根岸Sにしては意外な盛況ぶりのパドックに1枠1番のロゴタイプが姿を現した。馬体重は500キロちょうど。そのどっしりした馬格を間近にすれば、ダートもまったく問題なさそうに見える。

Logo 

「あのミルコが言ってくれたんだから大丈夫よ」

愛馬の周回を見守るロゴタイプの関係者と思しき女性が呟いた。「ダート適性もあるから一度使ってみるといい」。そんなミルコ・デムーロ騎手の提言は、あまりに有名になった感がある。皐月賞馬のダート挑戦となればそれ相応の理由が必要なのは分かるが、ここまで話が大きくなると、すべての責任をミルコに押し付けることになりやしまいか。彼はダートの走りが悪くないことを伝えたに過ぎず、「1400mのダートのGⅢで勝ち負けになる」と言ったわけではない。ファンもその辺を気にしたのか、前売りでは単勝1番人気だったのに、終わってみれば3番人気に落ち着いた。

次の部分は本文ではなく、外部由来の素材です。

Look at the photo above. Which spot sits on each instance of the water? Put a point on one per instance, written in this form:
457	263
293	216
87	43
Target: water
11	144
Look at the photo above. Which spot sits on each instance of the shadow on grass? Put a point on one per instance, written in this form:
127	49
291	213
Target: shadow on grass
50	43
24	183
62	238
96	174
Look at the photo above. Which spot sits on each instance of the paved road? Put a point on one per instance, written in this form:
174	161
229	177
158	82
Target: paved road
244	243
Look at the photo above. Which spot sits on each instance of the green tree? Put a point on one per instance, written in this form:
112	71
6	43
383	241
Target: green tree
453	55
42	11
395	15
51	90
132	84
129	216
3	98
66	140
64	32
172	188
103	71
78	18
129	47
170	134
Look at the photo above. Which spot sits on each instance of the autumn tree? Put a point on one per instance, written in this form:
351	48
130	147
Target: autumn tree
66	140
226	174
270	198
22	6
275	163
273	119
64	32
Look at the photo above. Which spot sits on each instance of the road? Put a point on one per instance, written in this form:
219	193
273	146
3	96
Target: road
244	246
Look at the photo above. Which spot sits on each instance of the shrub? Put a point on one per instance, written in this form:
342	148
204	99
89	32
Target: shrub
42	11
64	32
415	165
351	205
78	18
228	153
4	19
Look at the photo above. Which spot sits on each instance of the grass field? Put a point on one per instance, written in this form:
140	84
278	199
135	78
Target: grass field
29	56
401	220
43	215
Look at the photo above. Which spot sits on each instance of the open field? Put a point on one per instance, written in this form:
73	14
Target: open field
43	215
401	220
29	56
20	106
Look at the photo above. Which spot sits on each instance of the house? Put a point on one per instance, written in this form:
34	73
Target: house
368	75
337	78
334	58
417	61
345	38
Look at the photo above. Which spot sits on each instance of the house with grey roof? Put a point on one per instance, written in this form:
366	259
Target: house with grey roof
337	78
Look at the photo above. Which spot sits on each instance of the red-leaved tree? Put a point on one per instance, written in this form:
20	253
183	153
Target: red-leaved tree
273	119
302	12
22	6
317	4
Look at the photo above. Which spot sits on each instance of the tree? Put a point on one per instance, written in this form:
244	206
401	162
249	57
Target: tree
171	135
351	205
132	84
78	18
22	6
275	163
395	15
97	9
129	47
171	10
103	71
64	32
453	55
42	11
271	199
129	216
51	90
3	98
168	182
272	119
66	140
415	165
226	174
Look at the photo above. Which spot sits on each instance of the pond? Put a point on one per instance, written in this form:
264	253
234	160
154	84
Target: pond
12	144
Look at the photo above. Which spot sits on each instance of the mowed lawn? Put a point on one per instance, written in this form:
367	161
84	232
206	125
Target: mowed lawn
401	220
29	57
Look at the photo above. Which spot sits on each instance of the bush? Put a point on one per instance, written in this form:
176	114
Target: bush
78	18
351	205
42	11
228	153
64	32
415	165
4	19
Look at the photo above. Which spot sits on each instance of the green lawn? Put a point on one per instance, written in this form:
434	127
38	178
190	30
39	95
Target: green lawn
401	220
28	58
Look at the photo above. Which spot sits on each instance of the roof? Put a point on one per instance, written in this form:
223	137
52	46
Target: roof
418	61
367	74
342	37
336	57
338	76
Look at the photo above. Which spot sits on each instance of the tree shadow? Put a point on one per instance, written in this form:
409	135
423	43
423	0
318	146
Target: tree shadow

それで勝ったのは1番人気のエアハリファだから、ファンはやはり良く見ていると言わざるを得ない。

Negisi 

エアハリファはデビュー以来ダートばかりを使われて(7,6,2,2)。2度の着外も5着と6着という無類の堅実派が、ついに重賞タイトルを手にした。前走の武蔵野Sも1番人気に推されたのだが、ワイドバッハの末脚に半馬身及ばず2着惜敗。おかげで賞金が足りずにチャンピオンズカップを除外になり、仕方なくここまで休養に充てた経緯がある。しかし、今回きっちり勝ったことで、フェブラリーS出走可否の心配をする必要はなくなった。そういう意味でも今日の勝利は大きい。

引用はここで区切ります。